DOM-AI

Clinical data
- Other names: DOMAI; 4,7-Dimethoxy-5-methyl-2-aminoindane; 2-Amino-4,7-dimethoxy-5-methylindane
- Drug class: Serotonergic psychedelic; Hallucinogen
- ATC code: None;

Identifiers
- IUPAC name 4,7-dimethoxy-5-methyl-2,3-dihydro-1H-inden-2-amine;
- CAS Number: 52904-71-9;
- PubChem CID: 3016787;
- ChemSpider: 2284673;
- ChEMBL: ChEMBL422189;
- CompTox Dashboard (EPA): DTXSID40967380 ;

Chemical and physical data
- Formula: C_{12}H_{17}NO_{2}
- Molar mass: 207.273 g·mol^{−1}
- 3D model (JSmol): Interactive image;
- SMILES CC1=CC(=C2CC(CC2=C1OC)N)OC;
- InChI InChI=1S/C12H17NO2/c1-7-4-11(14-2)9-5-8(13)6-10(9)12(7)15-3/h4,8H,5-6,13H2,1-3H3; Key:LBSOVXNUJAVVNS-UHFFFAOYSA-N;

= DOM-AI =

DOM-AI, also known as 4,7-dimethoxy-5-methyl-2-aminoindane, is a putative serotonergic psychedelic of the 2-aminoindane family related to DOM. It is a cyclized phenethylamine and the cyclized 2-aminoindane analogue of DOM.

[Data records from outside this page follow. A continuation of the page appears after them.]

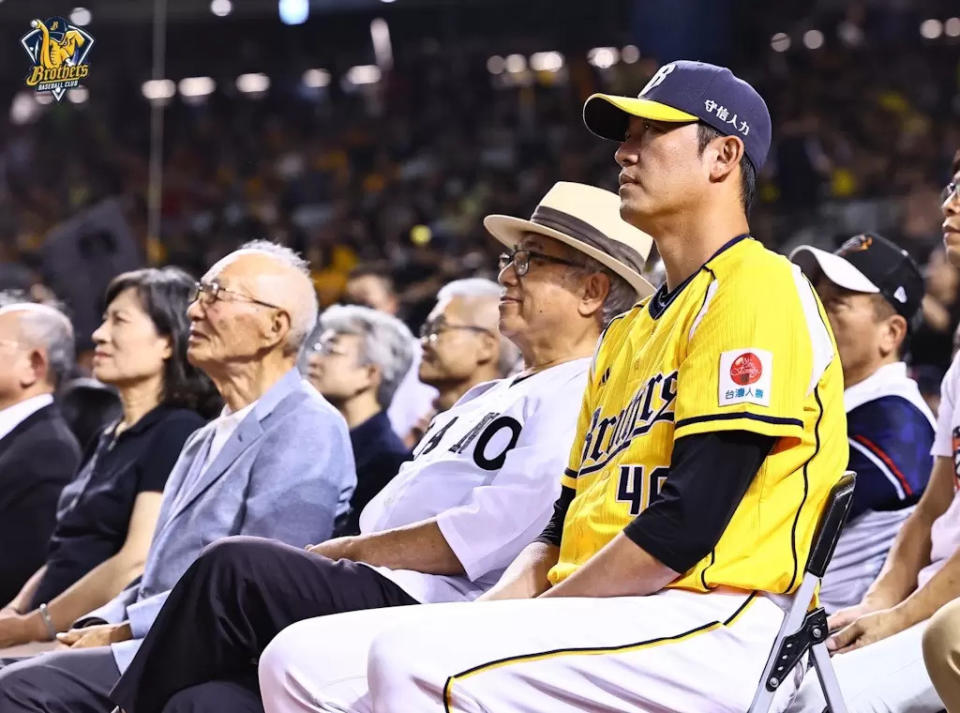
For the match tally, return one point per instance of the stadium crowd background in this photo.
(399, 172)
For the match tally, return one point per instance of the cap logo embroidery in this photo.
(855, 245)
(657, 79)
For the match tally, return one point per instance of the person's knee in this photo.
(941, 642)
(236, 554)
(22, 689)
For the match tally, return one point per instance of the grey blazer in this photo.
(285, 473)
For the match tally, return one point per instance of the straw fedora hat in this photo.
(588, 219)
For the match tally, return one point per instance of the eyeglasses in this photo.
(206, 293)
(951, 191)
(521, 260)
(430, 331)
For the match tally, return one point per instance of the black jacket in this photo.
(37, 458)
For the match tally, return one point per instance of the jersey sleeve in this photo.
(755, 351)
(890, 452)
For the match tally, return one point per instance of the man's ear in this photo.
(595, 290)
(894, 332)
(728, 155)
(35, 368)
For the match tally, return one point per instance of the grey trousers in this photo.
(59, 682)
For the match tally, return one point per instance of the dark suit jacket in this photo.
(37, 458)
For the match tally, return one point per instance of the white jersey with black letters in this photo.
(488, 470)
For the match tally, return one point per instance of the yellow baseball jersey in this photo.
(744, 345)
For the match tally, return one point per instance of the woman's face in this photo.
(128, 349)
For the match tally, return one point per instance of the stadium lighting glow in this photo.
(316, 78)
(253, 83)
(931, 29)
(78, 95)
(813, 39)
(380, 36)
(496, 64)
(516, 63)
(221, 8)
(158, 89)
(363, 74)
(780, 42)
(603, 57)
(80, 16)
(546, 61)
(196, 86)
(294, 12)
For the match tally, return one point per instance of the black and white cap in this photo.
(868, 263)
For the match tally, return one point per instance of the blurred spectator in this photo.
(276, 463)
(38, 453)
(88, 406)
(107, 515)
(933, 342)
(871, 291)
(373, 286)
(462, 344)
(879, 641)
(476, 492)
(357, 361)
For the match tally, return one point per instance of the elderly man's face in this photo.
(542, 301)
(336, 367)
(232, 328)
(13, 356)
(459, 334)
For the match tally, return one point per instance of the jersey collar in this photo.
(662, 298)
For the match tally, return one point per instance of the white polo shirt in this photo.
(489, 471)
(945, 533)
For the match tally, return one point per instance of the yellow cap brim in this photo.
(608, 116)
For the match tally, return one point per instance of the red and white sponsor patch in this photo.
(746, 376)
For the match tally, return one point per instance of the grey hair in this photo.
(47, 327)
(480, 288)
(621, 296)
(387, 343)
(303, 316)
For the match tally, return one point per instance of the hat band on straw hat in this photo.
(583, 231)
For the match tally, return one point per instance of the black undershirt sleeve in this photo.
(554, 529)
(709, 475)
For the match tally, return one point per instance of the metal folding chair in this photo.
(804, 630)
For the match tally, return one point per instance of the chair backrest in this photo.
(831, 523)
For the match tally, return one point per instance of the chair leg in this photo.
(828, 679)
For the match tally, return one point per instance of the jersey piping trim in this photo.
(776, 420)
(592, 651)
(806, 488)
(884, 464)
(657, 308)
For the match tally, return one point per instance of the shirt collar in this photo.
(13, 416)
(888, 379)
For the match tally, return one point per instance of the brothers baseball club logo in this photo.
(58, 51)
(746, 369)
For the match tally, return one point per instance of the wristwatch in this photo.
(48, 621)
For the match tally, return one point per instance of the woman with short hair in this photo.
(107, 514)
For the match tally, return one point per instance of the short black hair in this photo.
(165, 295)
(748, 173)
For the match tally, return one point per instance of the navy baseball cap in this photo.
(869, 263)
(685, 91)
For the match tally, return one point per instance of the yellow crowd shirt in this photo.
(743, 344)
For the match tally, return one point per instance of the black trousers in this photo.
(238, 595)
(59, 682)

The drug fully substituted for LSD in rodent drug discrimination tests, suggesting that it may have hallucinogenic effects in humans. However, DOM-AI was much less potent than DOM in these tests, with an ED_{50} of 2.18 mg/kg, which was approximately 1/15th that of DOM. Nonetheless, DOM-AI is still active in showing psychedelic-like effects in animals, in contrast to its analogues DOM-AT and DOM-CR.

DOM-AI was first described in the scientific literature by David E. Nichols and colleagues in 1974.

Other cyclized analogues of DOM and related psychedelics besides DOM-AI, DOM-AT, and DOM-CR include DMCPA, TFMBOX, jimscaline, TCB-2, LPH-5, and ZC-B.